Le Tribunal administratif de Lille rejette par ordonnance le recours en excès de pouvoir formé contre l'invalidation d'un permis de conduire pour solde nul de points. La juridiction estime la requête manifestement irrecevable car elle ne contient aucun exposé des moyens, en violation de l'article R. 411-1 du code de justice administrative. En conséquence, elle applique l'article R. 222-1 du même code pour rejeter la demande sans examen au fond.
Texte intégral
Vu la procédure suivante :
Par une requête, enregistrée le 14 janvier 2026, M. A... C... demande au tribunal d’annuler la décision référencée 48SI du 18 décembre 2025 par laquelle le ministre de l’intérieur a constaté l’invalidité de son permis de conduire pour défaut de points et lui a enjoint de restituer celui-ci dans un délai de dix jours.

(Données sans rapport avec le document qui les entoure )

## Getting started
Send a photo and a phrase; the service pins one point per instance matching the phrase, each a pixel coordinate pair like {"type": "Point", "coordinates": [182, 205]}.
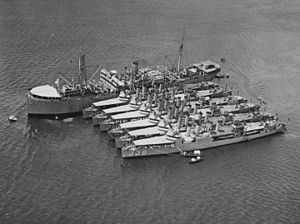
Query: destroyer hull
{"type": "Point", "coordinates": [198, 79]}
{"type": "Point", "coordinates": [62, 107]}
{"type": "Point", "coordinates": [197, 145]}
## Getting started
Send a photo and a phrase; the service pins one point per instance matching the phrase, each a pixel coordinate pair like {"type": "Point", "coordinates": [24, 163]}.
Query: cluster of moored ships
{"type": "Point", "coordinates": [158, 111]}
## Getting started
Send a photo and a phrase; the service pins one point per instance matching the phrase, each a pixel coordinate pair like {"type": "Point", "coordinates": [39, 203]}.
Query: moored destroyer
{"type": "Point", "coordinates": [176, 142]}
{"type": "Point", "coordinates": [72, 97]}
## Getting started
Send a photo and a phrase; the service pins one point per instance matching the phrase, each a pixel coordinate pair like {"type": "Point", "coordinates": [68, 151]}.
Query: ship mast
{"type": "Point", "coordinates": [180, 52]}
{"type": "Point", "coordinates": [82, 70]}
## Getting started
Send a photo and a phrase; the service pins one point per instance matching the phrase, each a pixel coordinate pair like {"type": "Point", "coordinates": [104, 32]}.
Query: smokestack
{"type": "Point", "coordinates": [143, 92]}
{"type": "Point", "coordinates": [155, 96]}
{"type": "Point", "coordinates": [160, 88]}
{"type": "Point", "coordinates": [160, 105]}
{"type": "Point", "coordinates": [179, 123]}
{"type": "Point", "coordinates": [176, 112]}
{"type": "Point", "coordinates": [195, 109]}
{"type": "Point", "coordinates": [135, 68]}
{"type": "Point", "coordinates": [149, 100]}
{"type": "Point", "coordinates": [200, 118]}
{"type": "Point", "coordinates": [217, 126]}
{"type": "Point", "coordinates": [186, 121]}
{"type": "Point", "coordinates": [173, 94]}
{"type": "Point", "coordinates": [166, 104]}
{"type": "Point", "coordinates": [188, 131]}
{"type": "Point", "coordinates": [178, 102]}
{"type": "Point", "coordinates": [137, 93]}
{"type": "Point", "coordinates": [189, 108]}
{"type": "Point", "coordinates": [206, 117]}
{"type": "Point", "coordinates": [169, 113]}
{"type": "Point", "coordinates": [197, 129]}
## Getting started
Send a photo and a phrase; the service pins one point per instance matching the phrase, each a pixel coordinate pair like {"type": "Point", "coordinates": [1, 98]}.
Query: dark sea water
{"type": "Point", "coordinates": [66, 171]}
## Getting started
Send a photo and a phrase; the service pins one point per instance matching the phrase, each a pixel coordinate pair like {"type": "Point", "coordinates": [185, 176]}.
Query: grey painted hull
{"type": "Point", "coordinates": [72, 105]}
{"type": "Point", "coordinates": [197, 145]}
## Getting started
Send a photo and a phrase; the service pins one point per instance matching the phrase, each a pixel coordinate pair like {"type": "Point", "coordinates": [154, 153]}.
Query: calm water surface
{"type": "Point", "coordinates": [66, 171]}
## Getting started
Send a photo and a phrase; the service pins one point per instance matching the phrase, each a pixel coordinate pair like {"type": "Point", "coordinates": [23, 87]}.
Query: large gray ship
{"type": "Point", "coordinates": [72, 97]}
{"type": "Point", "coordinates": [174, 142]}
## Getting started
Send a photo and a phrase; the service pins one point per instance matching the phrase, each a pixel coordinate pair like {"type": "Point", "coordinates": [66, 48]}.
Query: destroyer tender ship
{"type": "Point", "coordinates": [73, 97]}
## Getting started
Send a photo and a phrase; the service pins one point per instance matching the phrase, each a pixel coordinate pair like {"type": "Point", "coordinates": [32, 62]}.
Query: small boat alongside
{"type": "Point", "coordinates": [12, 118]}
{"type": "Point", "coordinates": [195, 159]}
{"type": "Point", "coordinates": [196, 140]}
{"type": "Point", "coordinates": [194, 153]}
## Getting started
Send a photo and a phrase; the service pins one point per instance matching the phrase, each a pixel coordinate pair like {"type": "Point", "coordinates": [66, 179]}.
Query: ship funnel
{"type": "Point", "coordinates": [189, 108]}
{"type": "Point", "coordinates": [82, 70]}
{"type": "Point", "coordinates": [179, 122]}
{"type": "Point", "coordinates": [169, 113]}
{"type": "Point", "coordinates": [149, 100]}
{"type": "Point", "coordinates": [173, 94]}
{"type": "Point", "coordinates": [186, 121]}
{"type": "Point", "coordinates": [197, 129]}
{"type": "Point", "coordinates": [135, 68]}
{"type": "Point", "coordinates": [176, 112]}
{"type": "Point", "coordinates": [188, 131]}
{"type": "Point", "coordinates": [200, 117]}
{"type": "Point", "coordinates": [206, 117]}
{"type": "Point", "coordinates": [143, 92]}
{"type": "Point", "coordinates": [160, 88]}
{"type": "Point", "coordinates": [137, 93]}
{"type": "Point", "coordinates": [155, 96]}
{"type": "Point", "coordinates": [184, 101]}
{"type": "Point", "coordinates": [178, 102]}
{"type": "Point", "coordinates": [160, 105]}
{"type": "Point", "coordinates": [166, 104]}
{"type": "Point", "coordinates": [217, 126]}
{"type": "Point", "coordinates": [194, 109]}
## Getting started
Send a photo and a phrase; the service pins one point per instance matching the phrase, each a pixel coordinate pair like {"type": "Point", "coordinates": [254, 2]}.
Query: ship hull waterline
{"type": "Point", "coordinates": [63, 107]}
{"type": "Point", "coordinates": [200, 145]}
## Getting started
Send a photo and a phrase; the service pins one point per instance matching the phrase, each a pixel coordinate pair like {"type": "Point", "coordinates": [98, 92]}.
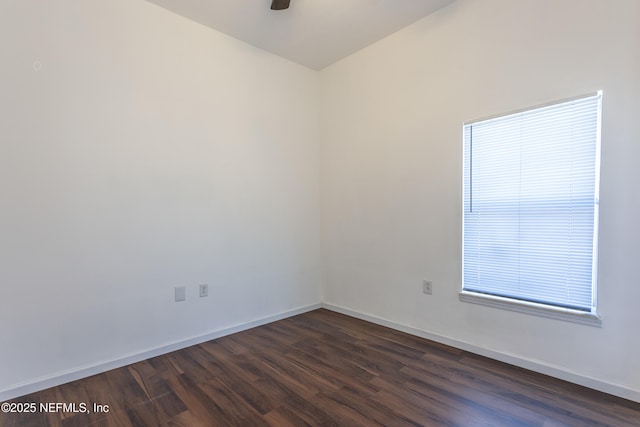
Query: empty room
{"type": "Point", "coordinates": [319, 212]}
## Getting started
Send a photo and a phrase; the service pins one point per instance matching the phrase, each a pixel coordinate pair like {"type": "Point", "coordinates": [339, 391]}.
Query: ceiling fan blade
{"type": "Point", "coordinates": [280, 4]}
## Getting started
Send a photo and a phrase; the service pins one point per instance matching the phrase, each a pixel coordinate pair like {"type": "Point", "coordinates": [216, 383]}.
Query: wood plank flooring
{"type": "Point", "coordinates": [325, 369]}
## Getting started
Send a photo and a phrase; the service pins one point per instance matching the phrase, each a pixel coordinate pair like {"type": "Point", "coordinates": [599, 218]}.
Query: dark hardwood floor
{"type": "Point", "coordinates": [325, 369]}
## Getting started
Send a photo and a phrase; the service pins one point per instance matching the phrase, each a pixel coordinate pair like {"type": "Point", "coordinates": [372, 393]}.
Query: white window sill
{"type": "Point", "coordinates": [566, 314]}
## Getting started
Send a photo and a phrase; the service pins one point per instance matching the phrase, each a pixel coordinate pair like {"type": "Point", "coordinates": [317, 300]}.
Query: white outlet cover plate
{"type": "Point", "coordinates": [180, 293]}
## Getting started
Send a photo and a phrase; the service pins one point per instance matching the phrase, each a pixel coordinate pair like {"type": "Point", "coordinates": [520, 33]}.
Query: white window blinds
{"type": "Point", "coordinates": [531, 204]}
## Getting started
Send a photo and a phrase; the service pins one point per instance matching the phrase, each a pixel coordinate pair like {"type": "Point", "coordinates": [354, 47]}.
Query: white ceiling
{"type": "Point", "coordinates": [314, 33]}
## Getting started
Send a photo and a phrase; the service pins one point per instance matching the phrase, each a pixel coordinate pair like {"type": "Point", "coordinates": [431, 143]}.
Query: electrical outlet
{"type": "Point", "coordinates": [180, 293]}
{"type": "Point", "coordinates": [427, 287]}
{"type": "Point", "coordinates": [204, 291]}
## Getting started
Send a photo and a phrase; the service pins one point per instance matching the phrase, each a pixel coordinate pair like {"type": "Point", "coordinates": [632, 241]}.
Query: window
{"type": "Point", "coordinates": [531, 209]}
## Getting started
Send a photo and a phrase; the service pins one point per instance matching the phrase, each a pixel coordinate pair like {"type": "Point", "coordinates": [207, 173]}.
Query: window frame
{"type": "Point", "coordinates": [591, 318]}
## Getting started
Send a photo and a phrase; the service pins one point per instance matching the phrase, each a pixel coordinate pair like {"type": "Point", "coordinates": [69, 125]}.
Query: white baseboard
{"type": "Point", "coordinates": [63, 377]}
{"type": "Point", "coordinates": [536, 366]}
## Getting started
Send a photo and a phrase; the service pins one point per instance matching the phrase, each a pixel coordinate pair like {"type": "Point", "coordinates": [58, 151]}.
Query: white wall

Vu les autres pièces du dossier.
Vu le code de justice administrative.
Le président du tribunal a désigné Mme B... en application de l’article R. 222-13 du code de justice administrative.
Considérant ce qui suit :
Aux termes de l'article R. 222-1 du code de justice administrative : « (...) les présidents de formation de jugement des tribunaux (...) peuvent, par ordonnance : (…) 4° Rejeter les requêtes manifestement irrecevables, lorsque la juridiction n'est pas tenue d'inviter leur auteur à les régulariser ou qu'elles n'ont pas été régularisées à l'expiration du délai imparti par une demande en ce sens ; (…)». Et, aux termes de l’article R.411-1 du même code : « La juridiction est saisie par requête. La requête indique les nom et domicile des parties. Elle contient l'exposé des faits et moyens, ainsi que l'énoncé des conclusions soumises au juge./L'auteur d'une requête ne contenant l'exposé d'aucun moyen ne peut la régulariser par le dépôt d'un mémoire exposant un ou plusieurs moyens que jusqu'à l'expiration du délai de recours ».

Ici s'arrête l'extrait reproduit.